Zgodnie z obietnica przekaze info do MMC - moj kontakt wyjechal wlasnie na urlop, ale mam informacje komu przekazac wiadomosc.

Jak czytam o porysowaniu auta w trakcie montazu alarmu czy wgiecie maski w ASO to mi sie cisnienie podnosi. Przeciez to jest nie do pomyslenia!
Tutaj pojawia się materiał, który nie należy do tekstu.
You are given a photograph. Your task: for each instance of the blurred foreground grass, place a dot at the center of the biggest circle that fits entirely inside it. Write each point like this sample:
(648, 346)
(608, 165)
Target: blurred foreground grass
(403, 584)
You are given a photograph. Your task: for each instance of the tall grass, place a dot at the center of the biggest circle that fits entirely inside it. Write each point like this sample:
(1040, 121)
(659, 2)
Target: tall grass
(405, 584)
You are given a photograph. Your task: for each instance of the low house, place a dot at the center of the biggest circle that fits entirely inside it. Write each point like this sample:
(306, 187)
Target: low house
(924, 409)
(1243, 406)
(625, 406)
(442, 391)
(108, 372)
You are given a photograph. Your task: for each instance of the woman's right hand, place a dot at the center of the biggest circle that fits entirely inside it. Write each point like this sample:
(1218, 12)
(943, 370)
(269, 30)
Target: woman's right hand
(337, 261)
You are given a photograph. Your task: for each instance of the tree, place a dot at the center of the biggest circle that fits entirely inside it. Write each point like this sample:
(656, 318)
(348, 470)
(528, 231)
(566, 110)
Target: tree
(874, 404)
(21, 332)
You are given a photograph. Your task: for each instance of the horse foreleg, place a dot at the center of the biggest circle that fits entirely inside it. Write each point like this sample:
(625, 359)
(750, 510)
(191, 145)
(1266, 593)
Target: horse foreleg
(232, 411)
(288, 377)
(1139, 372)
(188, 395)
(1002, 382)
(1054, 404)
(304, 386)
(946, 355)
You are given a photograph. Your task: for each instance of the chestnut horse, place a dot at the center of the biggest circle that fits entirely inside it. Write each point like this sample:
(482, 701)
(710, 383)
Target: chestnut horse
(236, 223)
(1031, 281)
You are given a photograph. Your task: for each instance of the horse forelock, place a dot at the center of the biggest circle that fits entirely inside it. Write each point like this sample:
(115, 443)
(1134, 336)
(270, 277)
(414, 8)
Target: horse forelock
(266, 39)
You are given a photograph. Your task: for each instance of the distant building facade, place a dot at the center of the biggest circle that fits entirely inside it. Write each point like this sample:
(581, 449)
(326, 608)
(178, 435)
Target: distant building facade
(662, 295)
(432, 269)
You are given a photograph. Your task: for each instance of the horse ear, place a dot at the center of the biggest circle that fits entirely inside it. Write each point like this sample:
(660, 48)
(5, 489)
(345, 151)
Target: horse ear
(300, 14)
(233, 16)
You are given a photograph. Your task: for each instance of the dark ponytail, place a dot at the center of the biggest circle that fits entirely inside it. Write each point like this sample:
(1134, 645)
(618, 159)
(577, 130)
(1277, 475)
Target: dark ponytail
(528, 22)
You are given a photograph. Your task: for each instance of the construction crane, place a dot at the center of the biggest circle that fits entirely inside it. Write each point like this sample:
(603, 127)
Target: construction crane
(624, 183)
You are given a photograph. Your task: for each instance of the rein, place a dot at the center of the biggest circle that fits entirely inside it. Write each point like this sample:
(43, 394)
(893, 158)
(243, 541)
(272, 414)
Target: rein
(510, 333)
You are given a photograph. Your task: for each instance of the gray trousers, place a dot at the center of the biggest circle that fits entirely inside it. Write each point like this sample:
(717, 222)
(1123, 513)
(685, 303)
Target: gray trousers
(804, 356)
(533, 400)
Dodam, ze w piatek w godzinach wieczornych bylem u klientow i skarzyli mi sie na nowego Pajero - maja z nim same problemy, a serwis juz nawet skrzynie robizbieral! W NOWYM aucie! W glowie sie nie miesci. Mieli w sobote ponownie odebrac auto z serwisu, jutro bede wiedzial w jakim stanie - odbior auta mial sie odbyc przy obecnosci rzeczoznawcy motoryzacyjnego, bo klienci sie juz wkurzyli. Problem generalnie polega na tym, ze powyzej 3k obrotow auto szarpie. Z tego co klienci sie dowiedzieli to sa takie problemy z kilkoma sztukami w Polsce, nawet podobno jakiegos fachure do Polski sciagaja z tego powodu.

bosak - 07-07-2008, 16:17

Witam kolegę 'ArekP' Dostałem dzisiaj odpowiedź z MMC, ale nie satysfakcjonuje mnie ona zupełnie - mam sobie jeździć po Polsce szukać serwisu, który może moje auto naprawić, o co mi chodzi, przecież serwisów jest 35. Może masz kontakt do kogoś "z góry", kto mógłby sprawę posunąć do przodu, bo pisanie maili na stan auta niestety nie wpływa. Obecnie mam ekspertyzę z niezależnego serwisu, że niezbędna jest wymiana opon, bo biją. O innych drobiazgach nawet na razie nie wspominam.